I tried to get through to our precinct at the World Trade Center on my wife's cell phone. There was no response from any of our desks. By now, every television in the neurology wing had footage of the burning WTC Towers. The newscasters kept talking about the buildings. I kept thinking about the people. How many had gotten out? How many were still trapped? How were we going to rescue them?

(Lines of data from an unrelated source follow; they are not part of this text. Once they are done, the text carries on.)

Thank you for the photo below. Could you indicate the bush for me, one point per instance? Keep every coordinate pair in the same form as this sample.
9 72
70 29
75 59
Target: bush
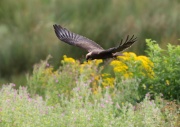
166 70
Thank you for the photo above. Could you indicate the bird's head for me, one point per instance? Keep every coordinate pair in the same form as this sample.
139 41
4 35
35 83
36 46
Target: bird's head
88 56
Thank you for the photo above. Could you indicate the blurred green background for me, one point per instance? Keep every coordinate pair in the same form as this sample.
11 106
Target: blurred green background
27 35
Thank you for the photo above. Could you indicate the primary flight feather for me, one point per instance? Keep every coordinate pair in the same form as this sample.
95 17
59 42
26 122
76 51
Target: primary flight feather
95 51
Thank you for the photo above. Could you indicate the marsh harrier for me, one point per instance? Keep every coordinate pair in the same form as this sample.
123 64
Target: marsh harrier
95 51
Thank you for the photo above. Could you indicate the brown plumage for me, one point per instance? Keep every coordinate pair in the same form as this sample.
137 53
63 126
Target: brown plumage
95 51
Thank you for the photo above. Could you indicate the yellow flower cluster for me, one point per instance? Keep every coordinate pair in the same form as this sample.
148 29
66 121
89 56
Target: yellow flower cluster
108 82
68 60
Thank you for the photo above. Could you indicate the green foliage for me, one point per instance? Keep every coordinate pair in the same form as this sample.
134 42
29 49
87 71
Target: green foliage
166 70
26 32
83 95
17 108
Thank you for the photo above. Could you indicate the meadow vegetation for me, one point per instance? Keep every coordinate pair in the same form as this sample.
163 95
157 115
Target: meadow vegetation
27 35
139 91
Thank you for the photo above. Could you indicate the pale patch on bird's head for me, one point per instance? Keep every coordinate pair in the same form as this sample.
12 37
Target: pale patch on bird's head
88 56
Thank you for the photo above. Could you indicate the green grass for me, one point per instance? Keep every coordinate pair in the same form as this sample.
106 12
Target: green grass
26 32
137 94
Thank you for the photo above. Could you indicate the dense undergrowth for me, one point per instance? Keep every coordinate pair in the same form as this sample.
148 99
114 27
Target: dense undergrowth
27 35
140 91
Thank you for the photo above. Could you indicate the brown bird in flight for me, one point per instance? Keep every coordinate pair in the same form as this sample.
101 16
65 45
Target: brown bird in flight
95 51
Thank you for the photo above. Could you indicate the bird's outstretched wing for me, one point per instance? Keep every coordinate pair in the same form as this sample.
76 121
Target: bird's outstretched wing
74 39
122 46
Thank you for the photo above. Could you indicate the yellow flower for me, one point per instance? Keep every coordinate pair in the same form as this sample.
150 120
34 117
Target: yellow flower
97 62
128 74
167 82
48 71
108 82
68 59
118 66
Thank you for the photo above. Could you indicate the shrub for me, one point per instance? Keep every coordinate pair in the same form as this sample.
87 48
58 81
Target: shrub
166 70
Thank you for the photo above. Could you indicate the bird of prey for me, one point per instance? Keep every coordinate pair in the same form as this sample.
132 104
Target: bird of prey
95 51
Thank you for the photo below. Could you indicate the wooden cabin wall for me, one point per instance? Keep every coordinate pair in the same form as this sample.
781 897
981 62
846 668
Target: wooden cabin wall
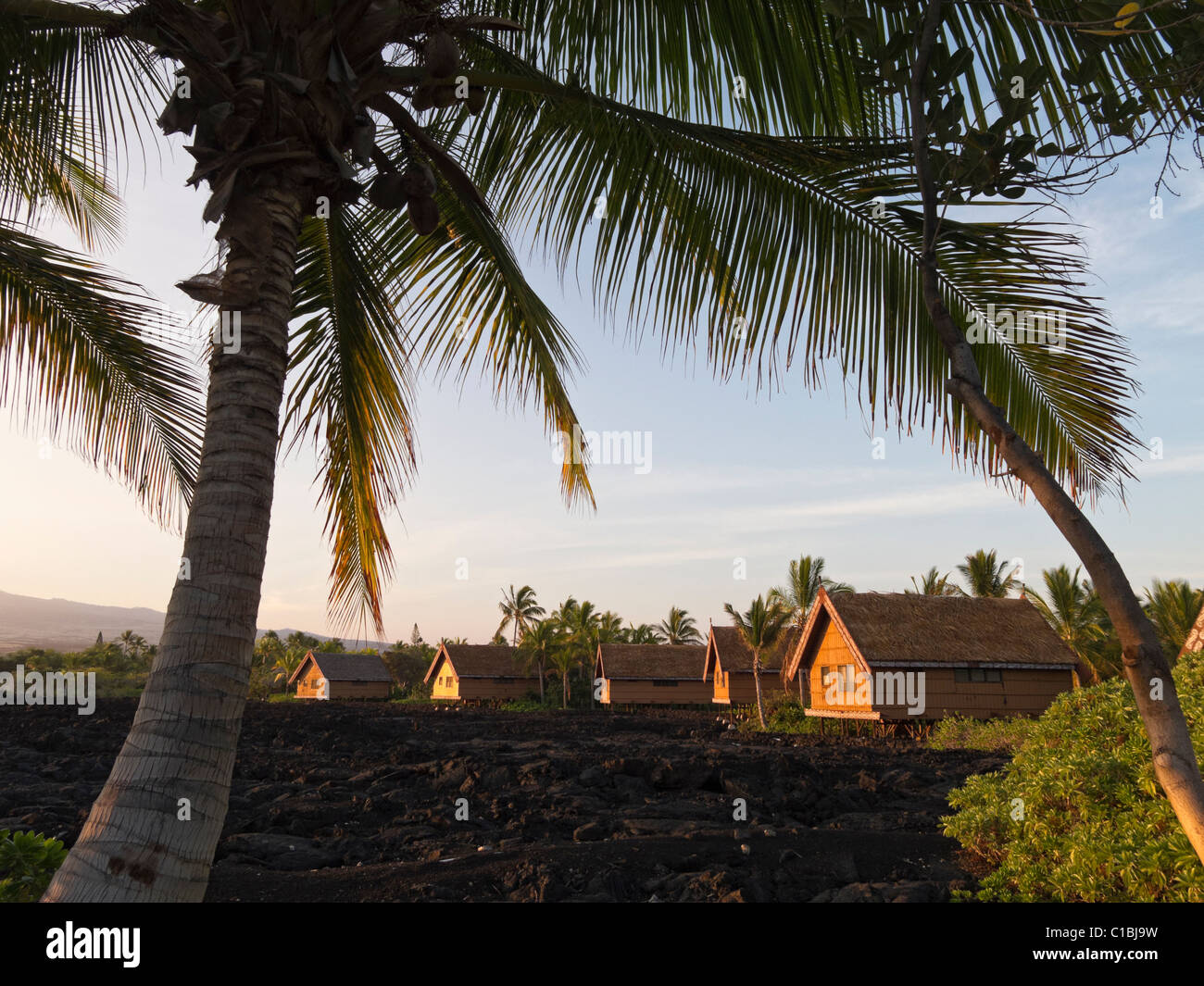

I drove Karen and Tara home and packed equipment and clothing for a long stay. I kissed Tara and my wife good-bye. Karen hugged me tightly. She was a cop's wife, and it was a certain kind of kiss. She knew what it meant: I was going into danger and had no idea when I'd be back.
Every highway with access to New York City was closed after the attack. New Jersey state troopers guarded the entrance ramp to the New Jersey Turnpike, and I had to show my Port Authority Police lieutenant's badge to get on. Apart from a convoy of ambulances and army trucks, my big old Mercury Grand Marquis sedan was the only car on the road. I pushed it past eighty miles an hour and headed for the PAPD command post at the World Trade Center.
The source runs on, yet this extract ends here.